Photophysical Characterization and Excited State Dynamics of Decamethylruthenocenium.

Understanding the landscape of molecular photocatalysis is vital to enable efficient conversion of feedstock molecules to targeted products and inhibit off-cycle reactivity. In this study, the light-promoted reactivity of [RuCp*2]+ was explored via electronic structure, photophysical, and photostability studies and the reactivity of [RuCp*2]+ within a photocatalytic hydrogen evolution cycle was assessed. TD-DFT calculations support the assignment of a low-energy ligand-to-metal charge transfer transition (LMCT) centered at 500 nm, where an electron from a ligand-based orbital delocalized across both Cp* ligands is promoted to a dx2-y2-based β-LUMO orbital. Upon irradiating the LMCT absorption feature, ultrafast transient absorption spectroscopy measurements show that an initial excited state (τ1 = 1.3 ± 0.1 ps) is populated, which undergoes fast relaxation to a longer-lived state (τ2 = 12.0 ± 0.9 ps), either via internal conversion or vibrational relaxation.
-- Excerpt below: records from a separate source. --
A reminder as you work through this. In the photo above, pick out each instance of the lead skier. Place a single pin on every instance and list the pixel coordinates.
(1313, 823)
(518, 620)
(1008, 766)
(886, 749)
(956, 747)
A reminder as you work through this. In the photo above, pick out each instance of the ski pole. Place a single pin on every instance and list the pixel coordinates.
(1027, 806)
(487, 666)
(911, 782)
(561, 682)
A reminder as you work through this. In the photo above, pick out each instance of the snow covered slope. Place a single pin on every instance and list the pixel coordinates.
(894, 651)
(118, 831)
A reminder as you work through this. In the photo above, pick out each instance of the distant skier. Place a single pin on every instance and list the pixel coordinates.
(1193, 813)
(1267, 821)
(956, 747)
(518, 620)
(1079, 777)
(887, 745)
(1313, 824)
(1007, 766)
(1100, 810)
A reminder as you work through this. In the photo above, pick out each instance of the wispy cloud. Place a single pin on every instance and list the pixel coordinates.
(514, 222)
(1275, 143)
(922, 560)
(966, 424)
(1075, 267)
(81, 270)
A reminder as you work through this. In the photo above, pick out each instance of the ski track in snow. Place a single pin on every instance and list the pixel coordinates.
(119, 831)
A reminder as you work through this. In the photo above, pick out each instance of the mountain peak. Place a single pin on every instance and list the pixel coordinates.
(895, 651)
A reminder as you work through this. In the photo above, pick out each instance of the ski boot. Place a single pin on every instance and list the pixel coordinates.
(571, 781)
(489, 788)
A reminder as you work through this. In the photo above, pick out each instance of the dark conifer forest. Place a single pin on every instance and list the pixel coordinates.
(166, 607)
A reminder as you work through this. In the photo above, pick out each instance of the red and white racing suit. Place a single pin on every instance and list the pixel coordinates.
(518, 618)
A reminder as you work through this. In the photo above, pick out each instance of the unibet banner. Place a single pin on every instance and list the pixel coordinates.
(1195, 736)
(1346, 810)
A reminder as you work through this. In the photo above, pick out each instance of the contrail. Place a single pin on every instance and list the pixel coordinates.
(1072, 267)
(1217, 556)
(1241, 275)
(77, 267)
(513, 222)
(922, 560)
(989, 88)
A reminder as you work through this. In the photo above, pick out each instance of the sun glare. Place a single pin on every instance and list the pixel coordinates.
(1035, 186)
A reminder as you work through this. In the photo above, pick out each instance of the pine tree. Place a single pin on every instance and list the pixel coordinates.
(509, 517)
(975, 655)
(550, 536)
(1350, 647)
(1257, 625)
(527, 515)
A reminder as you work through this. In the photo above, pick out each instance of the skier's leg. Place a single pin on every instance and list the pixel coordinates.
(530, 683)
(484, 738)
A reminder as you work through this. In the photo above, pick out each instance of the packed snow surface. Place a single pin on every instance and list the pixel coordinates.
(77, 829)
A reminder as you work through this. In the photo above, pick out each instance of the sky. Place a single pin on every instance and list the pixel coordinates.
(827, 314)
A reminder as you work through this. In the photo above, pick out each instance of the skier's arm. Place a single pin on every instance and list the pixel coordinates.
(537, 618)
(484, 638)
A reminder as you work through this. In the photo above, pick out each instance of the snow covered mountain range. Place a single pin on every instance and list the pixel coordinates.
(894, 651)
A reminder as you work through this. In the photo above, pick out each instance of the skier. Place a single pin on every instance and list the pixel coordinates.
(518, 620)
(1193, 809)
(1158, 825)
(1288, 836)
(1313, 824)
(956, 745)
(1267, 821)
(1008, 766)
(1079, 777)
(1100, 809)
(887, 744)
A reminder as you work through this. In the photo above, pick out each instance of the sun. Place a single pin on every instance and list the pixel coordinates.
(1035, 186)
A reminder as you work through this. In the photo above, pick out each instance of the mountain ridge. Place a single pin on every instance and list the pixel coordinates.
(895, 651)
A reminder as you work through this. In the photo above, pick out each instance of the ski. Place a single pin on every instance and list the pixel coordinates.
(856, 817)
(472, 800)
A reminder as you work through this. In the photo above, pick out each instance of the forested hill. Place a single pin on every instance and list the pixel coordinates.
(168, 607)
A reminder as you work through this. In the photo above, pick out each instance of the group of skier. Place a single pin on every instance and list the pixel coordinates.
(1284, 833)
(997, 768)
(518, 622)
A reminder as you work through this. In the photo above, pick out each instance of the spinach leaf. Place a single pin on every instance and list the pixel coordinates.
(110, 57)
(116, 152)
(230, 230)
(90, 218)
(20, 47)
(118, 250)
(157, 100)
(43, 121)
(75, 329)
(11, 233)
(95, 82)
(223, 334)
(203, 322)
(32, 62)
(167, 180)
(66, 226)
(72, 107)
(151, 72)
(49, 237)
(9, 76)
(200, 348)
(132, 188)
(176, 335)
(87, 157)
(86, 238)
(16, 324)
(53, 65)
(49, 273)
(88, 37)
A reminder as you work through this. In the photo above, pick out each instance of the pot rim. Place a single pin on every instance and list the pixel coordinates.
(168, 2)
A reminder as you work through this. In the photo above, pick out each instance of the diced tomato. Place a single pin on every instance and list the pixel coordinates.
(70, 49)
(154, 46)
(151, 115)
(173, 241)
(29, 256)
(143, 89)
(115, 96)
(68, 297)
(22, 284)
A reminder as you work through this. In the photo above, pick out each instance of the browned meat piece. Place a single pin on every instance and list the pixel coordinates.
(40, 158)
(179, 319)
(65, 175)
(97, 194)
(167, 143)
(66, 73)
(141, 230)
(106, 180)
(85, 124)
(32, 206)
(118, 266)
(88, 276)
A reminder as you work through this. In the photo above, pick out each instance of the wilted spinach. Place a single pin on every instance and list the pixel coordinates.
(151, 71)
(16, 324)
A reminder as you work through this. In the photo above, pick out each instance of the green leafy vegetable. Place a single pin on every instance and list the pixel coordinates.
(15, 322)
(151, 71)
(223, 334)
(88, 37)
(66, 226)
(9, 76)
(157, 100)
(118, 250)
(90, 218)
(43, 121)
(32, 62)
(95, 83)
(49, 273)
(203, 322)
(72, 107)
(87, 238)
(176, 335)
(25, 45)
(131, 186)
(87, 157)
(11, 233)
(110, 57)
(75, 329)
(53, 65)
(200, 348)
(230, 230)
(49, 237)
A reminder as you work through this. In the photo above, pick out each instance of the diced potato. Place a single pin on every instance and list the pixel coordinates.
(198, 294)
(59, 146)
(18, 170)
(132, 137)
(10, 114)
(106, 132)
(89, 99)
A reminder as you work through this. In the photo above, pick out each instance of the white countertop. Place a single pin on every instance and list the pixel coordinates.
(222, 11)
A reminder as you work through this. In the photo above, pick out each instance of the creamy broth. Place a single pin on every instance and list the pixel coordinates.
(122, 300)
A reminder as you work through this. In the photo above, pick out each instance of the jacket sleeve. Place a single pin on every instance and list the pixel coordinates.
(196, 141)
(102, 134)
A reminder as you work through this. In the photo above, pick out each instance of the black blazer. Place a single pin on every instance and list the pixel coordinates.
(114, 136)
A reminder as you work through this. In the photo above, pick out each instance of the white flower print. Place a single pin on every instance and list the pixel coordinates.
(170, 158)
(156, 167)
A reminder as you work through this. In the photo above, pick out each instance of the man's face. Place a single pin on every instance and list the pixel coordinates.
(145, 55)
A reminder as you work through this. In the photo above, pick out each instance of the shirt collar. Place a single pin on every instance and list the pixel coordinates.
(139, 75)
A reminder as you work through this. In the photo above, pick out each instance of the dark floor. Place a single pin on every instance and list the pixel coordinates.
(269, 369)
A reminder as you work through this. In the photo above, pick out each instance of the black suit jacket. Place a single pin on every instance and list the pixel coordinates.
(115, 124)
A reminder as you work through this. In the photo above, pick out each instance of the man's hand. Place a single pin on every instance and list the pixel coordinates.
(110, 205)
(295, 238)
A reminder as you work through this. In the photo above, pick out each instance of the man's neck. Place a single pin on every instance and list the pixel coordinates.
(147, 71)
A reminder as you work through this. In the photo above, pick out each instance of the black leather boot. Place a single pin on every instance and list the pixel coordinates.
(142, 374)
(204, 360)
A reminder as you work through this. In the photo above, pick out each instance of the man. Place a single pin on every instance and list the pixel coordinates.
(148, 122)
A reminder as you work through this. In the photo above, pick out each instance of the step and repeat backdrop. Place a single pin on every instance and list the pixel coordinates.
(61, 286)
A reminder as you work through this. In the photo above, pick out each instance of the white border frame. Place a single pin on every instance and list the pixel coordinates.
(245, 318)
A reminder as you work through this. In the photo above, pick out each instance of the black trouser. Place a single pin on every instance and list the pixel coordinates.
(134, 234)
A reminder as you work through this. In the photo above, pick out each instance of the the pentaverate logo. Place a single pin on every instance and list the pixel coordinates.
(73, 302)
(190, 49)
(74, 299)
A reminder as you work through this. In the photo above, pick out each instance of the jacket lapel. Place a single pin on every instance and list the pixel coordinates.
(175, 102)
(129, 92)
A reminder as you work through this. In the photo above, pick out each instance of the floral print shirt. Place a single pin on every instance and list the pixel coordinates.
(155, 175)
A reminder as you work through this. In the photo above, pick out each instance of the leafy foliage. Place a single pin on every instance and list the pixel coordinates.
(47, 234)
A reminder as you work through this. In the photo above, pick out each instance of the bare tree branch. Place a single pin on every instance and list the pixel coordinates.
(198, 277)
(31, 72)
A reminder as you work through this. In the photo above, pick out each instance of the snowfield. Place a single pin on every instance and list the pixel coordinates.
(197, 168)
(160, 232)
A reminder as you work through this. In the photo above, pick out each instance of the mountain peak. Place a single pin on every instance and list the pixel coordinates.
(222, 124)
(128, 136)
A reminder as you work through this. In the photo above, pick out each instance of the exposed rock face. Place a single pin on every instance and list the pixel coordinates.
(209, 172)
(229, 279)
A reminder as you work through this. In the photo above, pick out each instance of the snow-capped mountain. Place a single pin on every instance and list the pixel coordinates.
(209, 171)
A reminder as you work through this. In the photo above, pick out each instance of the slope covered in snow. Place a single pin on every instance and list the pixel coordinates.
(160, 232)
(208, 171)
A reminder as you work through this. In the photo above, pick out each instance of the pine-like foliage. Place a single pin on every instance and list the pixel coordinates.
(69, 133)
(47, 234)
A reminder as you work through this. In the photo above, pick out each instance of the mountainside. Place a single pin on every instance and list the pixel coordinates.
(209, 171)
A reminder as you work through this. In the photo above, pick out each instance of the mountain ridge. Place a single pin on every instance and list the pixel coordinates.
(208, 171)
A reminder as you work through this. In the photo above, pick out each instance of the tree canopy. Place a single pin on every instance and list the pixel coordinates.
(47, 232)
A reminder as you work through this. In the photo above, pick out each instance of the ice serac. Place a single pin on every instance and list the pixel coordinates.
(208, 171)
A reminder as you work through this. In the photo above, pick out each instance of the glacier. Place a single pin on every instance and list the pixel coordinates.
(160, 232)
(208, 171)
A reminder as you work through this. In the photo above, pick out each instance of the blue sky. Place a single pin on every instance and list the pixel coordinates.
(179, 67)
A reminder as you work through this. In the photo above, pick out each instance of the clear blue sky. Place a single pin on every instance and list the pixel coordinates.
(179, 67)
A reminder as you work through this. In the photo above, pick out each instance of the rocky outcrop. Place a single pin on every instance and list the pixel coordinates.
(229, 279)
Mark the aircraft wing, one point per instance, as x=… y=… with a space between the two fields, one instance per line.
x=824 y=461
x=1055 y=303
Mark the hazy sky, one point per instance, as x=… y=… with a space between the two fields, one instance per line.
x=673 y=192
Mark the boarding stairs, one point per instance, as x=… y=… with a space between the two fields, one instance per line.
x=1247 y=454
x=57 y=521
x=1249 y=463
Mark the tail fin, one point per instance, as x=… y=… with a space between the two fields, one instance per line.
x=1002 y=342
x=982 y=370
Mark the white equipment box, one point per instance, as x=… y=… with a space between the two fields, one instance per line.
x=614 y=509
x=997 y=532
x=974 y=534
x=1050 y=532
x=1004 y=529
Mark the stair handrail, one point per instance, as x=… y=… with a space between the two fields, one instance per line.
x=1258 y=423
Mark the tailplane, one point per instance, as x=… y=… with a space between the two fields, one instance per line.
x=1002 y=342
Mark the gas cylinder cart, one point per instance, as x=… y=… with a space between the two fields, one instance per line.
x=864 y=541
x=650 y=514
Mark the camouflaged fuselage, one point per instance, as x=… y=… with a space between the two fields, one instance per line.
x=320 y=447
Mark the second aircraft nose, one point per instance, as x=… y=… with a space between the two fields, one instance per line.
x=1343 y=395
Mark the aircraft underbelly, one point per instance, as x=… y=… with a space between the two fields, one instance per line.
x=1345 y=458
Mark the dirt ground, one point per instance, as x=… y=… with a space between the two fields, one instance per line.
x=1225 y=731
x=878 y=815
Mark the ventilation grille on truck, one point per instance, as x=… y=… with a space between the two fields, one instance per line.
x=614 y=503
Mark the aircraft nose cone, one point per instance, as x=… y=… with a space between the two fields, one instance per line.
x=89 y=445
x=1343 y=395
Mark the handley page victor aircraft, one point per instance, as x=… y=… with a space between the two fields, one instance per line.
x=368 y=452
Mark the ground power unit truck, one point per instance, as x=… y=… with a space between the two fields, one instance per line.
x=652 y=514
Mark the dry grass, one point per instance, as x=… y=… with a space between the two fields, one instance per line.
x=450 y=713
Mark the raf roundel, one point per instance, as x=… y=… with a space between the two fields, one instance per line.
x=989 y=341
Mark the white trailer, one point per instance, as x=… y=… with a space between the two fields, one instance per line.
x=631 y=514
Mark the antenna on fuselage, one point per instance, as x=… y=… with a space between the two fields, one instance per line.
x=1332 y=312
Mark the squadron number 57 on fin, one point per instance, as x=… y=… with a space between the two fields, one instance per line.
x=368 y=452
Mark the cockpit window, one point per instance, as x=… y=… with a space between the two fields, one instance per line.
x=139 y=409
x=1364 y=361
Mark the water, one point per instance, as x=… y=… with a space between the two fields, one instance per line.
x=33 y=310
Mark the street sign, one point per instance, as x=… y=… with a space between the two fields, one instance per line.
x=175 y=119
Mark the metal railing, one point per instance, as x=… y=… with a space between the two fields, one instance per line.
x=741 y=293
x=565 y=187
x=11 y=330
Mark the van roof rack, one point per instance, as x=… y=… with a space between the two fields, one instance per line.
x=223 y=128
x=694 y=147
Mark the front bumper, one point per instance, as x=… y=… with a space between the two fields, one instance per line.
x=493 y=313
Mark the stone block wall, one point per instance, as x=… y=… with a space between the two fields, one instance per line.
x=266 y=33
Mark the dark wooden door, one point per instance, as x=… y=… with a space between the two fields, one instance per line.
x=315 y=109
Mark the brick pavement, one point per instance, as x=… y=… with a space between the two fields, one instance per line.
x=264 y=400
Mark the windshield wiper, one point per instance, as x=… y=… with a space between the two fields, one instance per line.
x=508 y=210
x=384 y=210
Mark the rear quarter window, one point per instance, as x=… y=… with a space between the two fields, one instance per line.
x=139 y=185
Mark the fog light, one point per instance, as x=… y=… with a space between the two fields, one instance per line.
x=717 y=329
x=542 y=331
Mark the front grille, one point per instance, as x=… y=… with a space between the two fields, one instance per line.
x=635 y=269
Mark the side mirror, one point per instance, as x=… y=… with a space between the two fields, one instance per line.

Despite the short-lived nature of these excited states, bulk photolysis of [RuCp*2]+ demonstrates that photochemical conversion to decomposition products is possible upon prolonged illumination. Collectively, these studies reveal that [RuCp*2]+ undergoes light-driven decomposition, highlighting the necessity to construct molecular photocatalytic systems resistant to off-cycle reactivity in both the ground and excited states.